桓修白難過地正要合上門,忽然,五根修長白皙的手指扒在了門沿上,阻止他的動作。
桓修白握在門把手上的指頭髮燙髮熱,屏住呼吸等待了一會兒,門後遲疑地發出聲音,像是被擠出來的,有點羞赧的意思。
「你可以親我的……」
沒聽到桓修白立即的答覆,他有些心慌,又加了一句:「我給你親。」
如鐵爪般的大手抓住他的胳膊,將他撈進了門裡,雕花木門「砰咚」關上。
桓修白將他死死抵在了門上,膝蓋擠進他兩腿間,防止他再逃跑。他把希莫斯的手腕緊緊按住,撥開長發,在alpha的頸窩深深吸了一口,天然信息素的氣味灌進了鼻腔,一路麻痹到大腦,他像個復吸的癮君子般渾身顫慄,咬住了alpha翕動的喉結。
「是你自投羅網的……是你自己願意的……」
「……嗯。」
桓修白得到了他的回應,緊拉到極致的欲求摧枯拉朽般崩裂了。
狂暴又毫無章法的吻吞噬了他,口腔酸痛,津液溢出唇角,一次比一次更加深入的搜刮完全沒有停歇的時候,席莫回第三次被掠奪到喉嚨口旁時,忽然想起了什麼,慌亂得將他推出去一些。

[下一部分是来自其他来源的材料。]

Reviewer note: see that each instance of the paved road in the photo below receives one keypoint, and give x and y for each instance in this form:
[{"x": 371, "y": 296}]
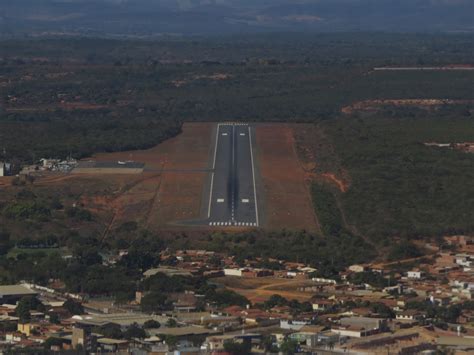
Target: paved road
[{"x": 232, "y": 200}]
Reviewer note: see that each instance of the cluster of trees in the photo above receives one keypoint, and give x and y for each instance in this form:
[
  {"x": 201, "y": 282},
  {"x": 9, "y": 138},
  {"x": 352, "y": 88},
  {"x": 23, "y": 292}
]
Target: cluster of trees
[
  {"x": 137, "y": 103},
  {"x": 399, "y": 186},
  {"x": 322, "y": 252},
  {"x": 279, "y": 301}
]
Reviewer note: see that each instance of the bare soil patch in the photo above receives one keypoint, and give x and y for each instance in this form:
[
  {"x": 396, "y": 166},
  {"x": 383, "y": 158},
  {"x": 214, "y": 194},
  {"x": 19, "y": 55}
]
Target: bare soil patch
[
  {"x": 261, "y": 289},
  {"x": 287, "y": 196}
]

不行,牙根藏著alpha的腺體,雖然很少人知道,一旦被舔破結局和omega被標記一樣糟糕。
可戈里葉失去理智的侵占越來越過分,席莫回不得不用迴轉糾纏的方式將他堵在牙根前面,戈里葉誤以為這是回應,貼著他更加興奮了起來。
銀髮的小羊羔……是他的小羊羔,只能被他剝皮拆骨吞吃入腹,誰都不能染指!
睡衣的領子寬大,扯下肩頭,留下一連串緋紅的痕跡,他眸色暗沉,全然失去了神智,眼中僅有一抹白色的皮肉,鮮美可口在眼前晃蕩。
「像這樣也可以嗎?」他的手摸下去,希莫斯身子一繃,溢出一聲低吟。
「別這樣……」席莫回頭抵在門上,掙扎了下。
桓修白啃著他,惡聲逼問道:「你不願意是不是?別人可以對你做的事,我不能做?」
席莫回低下頭,垂著眼帘說:「我願意的。」
桓修白粗魯的手下動作停滯了,再開始時,變得溫柔了許多。他在希莫斯身上打下了自己的印記,即使是暫時的,即使它們過幾天後就會消退,但希莫斯軟下來的態度還是充分填補了他的恐慌。